В стране насчитывается около 3 млн. сирот. Сотни тысяч бездомных детей скитаются по улицам. Сотни тысяч детей-инвалидов, живущих в интернатах и не получивших профессии, не готовы к самостоятельной жизни, и они тоже вскоре пополнят ряды бомжей. Развал системы профессионального обучения означает, что Россия лишается квалифицированной рабочей силы. Еще одна проблема – вынужденные переселенцы (не менее 5 млн. человек, по официальным данным), которых государство не может трудоустроить. Этот грустный список можно продолжать до бесконечности.
В психологии российского политического класса социальная политика так и осталась бременем, от которого нужно избавляться, и побыстрее.
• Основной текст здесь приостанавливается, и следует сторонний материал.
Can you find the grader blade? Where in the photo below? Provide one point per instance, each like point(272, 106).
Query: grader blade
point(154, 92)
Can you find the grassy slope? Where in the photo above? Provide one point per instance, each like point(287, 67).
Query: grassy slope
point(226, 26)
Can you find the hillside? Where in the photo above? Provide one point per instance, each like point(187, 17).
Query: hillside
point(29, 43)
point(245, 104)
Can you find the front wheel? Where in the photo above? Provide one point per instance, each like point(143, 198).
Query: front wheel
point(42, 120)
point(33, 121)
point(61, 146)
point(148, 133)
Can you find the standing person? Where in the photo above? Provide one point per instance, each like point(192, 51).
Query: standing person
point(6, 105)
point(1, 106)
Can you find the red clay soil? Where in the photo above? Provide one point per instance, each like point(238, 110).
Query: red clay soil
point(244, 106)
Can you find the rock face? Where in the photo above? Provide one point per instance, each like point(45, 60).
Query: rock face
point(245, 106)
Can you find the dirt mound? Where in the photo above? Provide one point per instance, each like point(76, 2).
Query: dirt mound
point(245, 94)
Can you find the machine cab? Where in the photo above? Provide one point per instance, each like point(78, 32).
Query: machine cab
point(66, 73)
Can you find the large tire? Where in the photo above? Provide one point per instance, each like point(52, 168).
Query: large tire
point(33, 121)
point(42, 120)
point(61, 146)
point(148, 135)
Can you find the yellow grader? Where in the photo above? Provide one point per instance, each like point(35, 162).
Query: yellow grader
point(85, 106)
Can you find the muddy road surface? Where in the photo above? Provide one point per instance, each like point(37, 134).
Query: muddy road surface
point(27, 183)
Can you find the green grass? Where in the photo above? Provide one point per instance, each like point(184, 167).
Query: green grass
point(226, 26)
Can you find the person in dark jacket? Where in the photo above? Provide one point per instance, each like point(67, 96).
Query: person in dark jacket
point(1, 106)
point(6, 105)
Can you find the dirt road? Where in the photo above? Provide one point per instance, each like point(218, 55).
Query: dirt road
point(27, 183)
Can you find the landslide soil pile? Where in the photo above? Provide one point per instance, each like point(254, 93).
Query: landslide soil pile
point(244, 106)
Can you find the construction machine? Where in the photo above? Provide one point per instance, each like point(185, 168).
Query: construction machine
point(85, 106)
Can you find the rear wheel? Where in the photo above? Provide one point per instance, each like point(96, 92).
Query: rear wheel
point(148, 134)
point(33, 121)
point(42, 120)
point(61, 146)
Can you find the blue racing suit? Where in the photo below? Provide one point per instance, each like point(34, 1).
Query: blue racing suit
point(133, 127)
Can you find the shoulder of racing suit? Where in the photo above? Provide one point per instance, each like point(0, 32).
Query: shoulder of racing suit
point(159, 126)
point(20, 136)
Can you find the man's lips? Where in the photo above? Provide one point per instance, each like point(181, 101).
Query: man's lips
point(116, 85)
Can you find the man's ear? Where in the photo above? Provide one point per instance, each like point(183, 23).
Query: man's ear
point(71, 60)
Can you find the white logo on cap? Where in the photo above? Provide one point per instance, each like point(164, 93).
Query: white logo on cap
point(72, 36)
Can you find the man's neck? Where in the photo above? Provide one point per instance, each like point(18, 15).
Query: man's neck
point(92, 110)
Власть не сумела – не захотела – использовать свалившиеся с неба миллиарды (!) долларов для того, чтобы облегчить жизнь простых российских граждан. Показательна структура бюджета на 2005 г., которая отражает преференции правящей команды. Расходы на оборону и безопасность составляют в нем 30,4%. Расходы на оборону в 2005 г. по сравнению с 2004 г. увеличены на 28%, на обеспечение внутреннего порядка – на 26%, а расходы на социальные нужды снижены на 1,5%, на образование – на 8,6%, на сельское хозяйство – на 10%, на окружающую среду – на 15,2%. Бюджет является зеркалом мышления людей в Кремле: они думают не о том, чтобы предотвратить недовольство народа, а о том, чтобы от этого недовольства себя защитить.
Между тем в конце 2004 г. в стране усилилось социальное брожение: в октябре только в сфере образования было 5907 забастовок – в 80 раз больше, чем на протяжении 2003 г. Уже около 43% опрошенных готовы участвовать в забастовках с экономическими требованиями. Это явно новые настроения, которые говорят о том, что эволюция настроений от надежды к безысходности на этой точке не остановилась и движение идет в сторону активного недовольства общества.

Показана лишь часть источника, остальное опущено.